Whereas arrowheads, axes and other tools receive a lot of attention, archaeologist Sigrid Alraek Dugstad concentrates on the debris and the unfinished and discarded products. In her article "Early child caught knapping: A novice early Mesolithic flint-knapper in southwestern Norway," she overturns the hierarchy of objects from the Early Stone Age.
     In the Early Mesolithic there seems to have been good access to flint in Western Norway. Norwegian bedrock does not contain flint, but flint stones frozen in drift ice were brought by the ocean current and deposited along the coast.
     Flint knapping was one of the most important technologies in the Stone Age. The durability of flake stone tools and production debris ensures that important information about technological processes and the social context of the acquisition of knapping skills are preserved.
     During excavations at Hundvaog in Stavanger in 2001 and 2002, five sites from the early Stone Age were investigated. Situated a short distance from the dwelling sites, one was a work area where people produced flint tools, dismembered animals and prepared skins and hides.
     Among the debris she found a flake axe. The axe is not functional and has never been used. It was discarded together with about 450 flint artefacts on the site. Both the body and the edge of the axe had been damaged by a succession of failed strokes. Finally, it had been impossible to correct the repeated errors, and the axe was thrown into the waste heap. "Maybe the purpose was to practise the technique in itself rather than produce a finished tool," Dugstad says.

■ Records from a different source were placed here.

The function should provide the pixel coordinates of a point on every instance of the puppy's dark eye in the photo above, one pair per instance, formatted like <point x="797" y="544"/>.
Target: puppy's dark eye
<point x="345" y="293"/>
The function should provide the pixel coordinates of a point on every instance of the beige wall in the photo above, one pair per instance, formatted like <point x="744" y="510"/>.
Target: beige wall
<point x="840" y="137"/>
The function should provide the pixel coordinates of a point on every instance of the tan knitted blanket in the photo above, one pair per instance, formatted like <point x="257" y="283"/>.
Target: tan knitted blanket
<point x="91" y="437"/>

     In France, research on flaked stone tools and production debris has shown that it is possible to reveal the work and movements of individuals. These studies show that debris from tool production is a ideal starting point for distinguishing between different levels of skill, and thus the playing and imitations by children.
     "It is reasonable to assume that every individual needed basic knowledge and skills in this type of tool production," Dugstad believes. The need to practise before achieving good results implies that children are responsible for a far greater share of products than previously observed in the archaeological assemblage.